メタバースの実現に向けて
激しさ増す半導体業界の地殻変動

 今後、インテルなど世界のIT先端企業は、TSMCとの協業を一段と強化しようとするだろう。その結果、最先端の半導体生産施設が台湾に集中するはずだ。それ以外の国と地域では、汎用型の生産ラインが増え、半導体メーカー間の競争は一段と激化するだろう。

 TSMCの最先端の生産ラインをめぐる各国企業の争奪戦は、熾烈(しれつ)化するだろう。TSMCの生産ラインを確保する力が、インテルをはじめ世界のIT先端企業の事業運営に決定的な影響を与えるといっても過言ではない。足元では、メタバース(仮想空間)の実現に向けて、世界のIT企業が取り組みを強化している。例えばアップルは来年にも、ARヘッドセットの発表を目指している。

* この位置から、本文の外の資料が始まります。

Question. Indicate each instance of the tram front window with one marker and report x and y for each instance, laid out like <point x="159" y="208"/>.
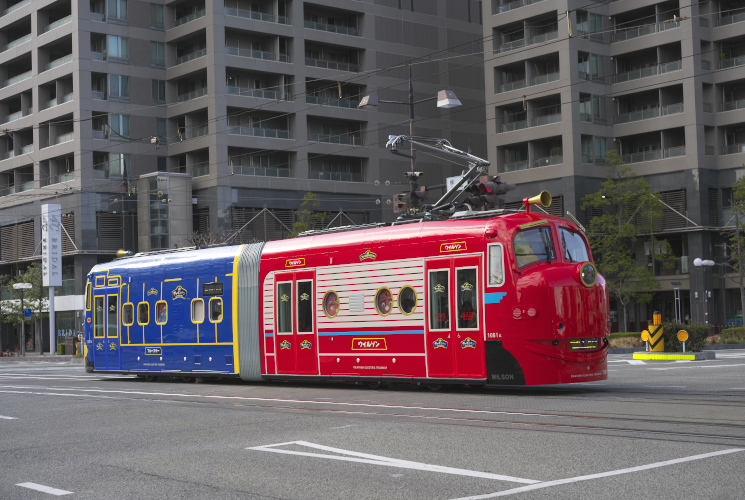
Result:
<point x="575" y="249"/>
<point x="534" y="245"/>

 新しい機能の実現には、新しい半導体が欠かせない。需要の高まりによって、TSMCは生産価格を引き上げる。外注コストの増加を吸収して成長を実現するために、企業は新需要の創出を強化しなければならない。意思決定のスピードはおのずと速まり、国際分業も加速する。他方で、TSMCはこれまで以上に微細化やパッケージング技術の革新に取り組み、それがIT先端企業のさらなるイノベーション発揮を刺激するだろう。

 その一方で、インテルのように汎用型の生産ラインを用いて、車載半導体などの生産能力強化に活路を見いだす半導体メーカーは増えるだろう。各社は、競合他社の買収、あるいは資産売却によって、事業運営の効率性を高める必要がある。それが出来ない半導体メーカーは、淘汰(とうた)されるだろう。

 そうした環境変化に、わが国企業は対応しなければならない。過去の事業運営の経験を捨てることができなければ、わが国企業が半導体業界の地殻変動に対応することは一段と難しくなるだろう。